Intel is planning to “give the power of sight to machines” through the Movidius Neural Compute Stick. But does this USB stick have what it takes to truly bring the power of visual machine learning to any device?
Machine learning via a USB port
Image recognition is a resource-intensive process involving neural networks. Training and operating the neural network is usually performed involving GPU accelerators. For the power- and space-restricted environment, usage of FPGA or specialized chips like Intel’s Nervana (instead of GPU) could be more efficient. Intel proposes the Movidius Neural Compute Stick—based on the Myriad 2 family of vision processing units (VPUs)—as a transitional solution for the low power embedded systems, as well as systems without a GPU. It can be plugged into any device with a USB port to roll out machine learning features.
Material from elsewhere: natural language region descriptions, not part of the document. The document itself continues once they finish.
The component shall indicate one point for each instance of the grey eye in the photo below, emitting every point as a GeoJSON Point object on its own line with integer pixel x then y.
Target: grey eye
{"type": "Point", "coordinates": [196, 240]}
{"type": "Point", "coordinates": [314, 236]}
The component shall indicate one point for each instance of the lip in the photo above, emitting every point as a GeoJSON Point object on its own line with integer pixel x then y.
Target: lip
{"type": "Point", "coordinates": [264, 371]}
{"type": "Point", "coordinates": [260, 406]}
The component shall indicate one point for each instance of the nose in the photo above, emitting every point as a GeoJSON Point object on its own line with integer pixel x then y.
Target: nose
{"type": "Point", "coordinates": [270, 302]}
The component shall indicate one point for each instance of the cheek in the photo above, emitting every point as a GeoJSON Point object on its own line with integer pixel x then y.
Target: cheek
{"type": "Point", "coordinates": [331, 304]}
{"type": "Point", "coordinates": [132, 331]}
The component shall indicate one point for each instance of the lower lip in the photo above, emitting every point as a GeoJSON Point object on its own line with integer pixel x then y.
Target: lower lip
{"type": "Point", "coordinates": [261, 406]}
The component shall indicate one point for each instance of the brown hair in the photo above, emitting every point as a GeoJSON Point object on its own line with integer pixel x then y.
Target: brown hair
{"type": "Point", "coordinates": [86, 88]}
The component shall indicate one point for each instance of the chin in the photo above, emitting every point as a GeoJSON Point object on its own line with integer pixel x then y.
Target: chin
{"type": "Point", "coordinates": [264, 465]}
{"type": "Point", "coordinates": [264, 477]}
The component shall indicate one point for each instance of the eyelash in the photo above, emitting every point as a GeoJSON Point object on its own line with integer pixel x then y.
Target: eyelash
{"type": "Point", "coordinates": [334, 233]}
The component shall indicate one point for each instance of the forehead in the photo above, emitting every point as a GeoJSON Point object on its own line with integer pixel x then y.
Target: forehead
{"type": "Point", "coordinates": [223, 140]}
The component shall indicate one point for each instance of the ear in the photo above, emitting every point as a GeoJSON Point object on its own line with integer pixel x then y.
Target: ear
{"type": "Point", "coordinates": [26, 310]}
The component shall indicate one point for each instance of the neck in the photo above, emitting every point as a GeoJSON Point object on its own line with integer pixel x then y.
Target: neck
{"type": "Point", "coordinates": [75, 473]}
The Movidius stick has multiple areas of application, including: drone development, robotics, security, and virtual / augmented reality.
The chip itself contains 12 VLIW "SHAVE" processors (Streaming Hybrid Architecture Vector Engine) and has a USB interface for communication with the host. It is obvious that Movidius performance—in terms of images processed per second—depends on the number of SHAVE processors involved.
The best SHAVE for your interface
Our research demonstrates, that 12 SHAVE performance is 2-4x better compared to a single SHAVE. On the other hand, a single SHAVE uses 1.6-2.3x less power compared to the full 12 SHAVE load. Four, eight or 12 SHAVE for image processing provide similar results and are the most cost effective.
For measuring chip performance, we used Caffe implementation of AlexNet, GoogLeNet and SqueezeNet. Networks were compiled to use one, two, four, eight, or 12 Movidius SHAVE processors loaded into the stick. Test images were loaded on to the stick for measuring image processing and loading time. Twenty test images were used for this experiment with a thousand cycles run for data collection.
Processed images per second vs number of SHAVE processors used
Images per dollar vs number of SHAVE processors
Comparing the calculated performance per watt with the obtained results from FPGA/GPU comparison, we can see that Movidius has considerably greater performance capacity for low power consumption devices (sensors, drones, cameras).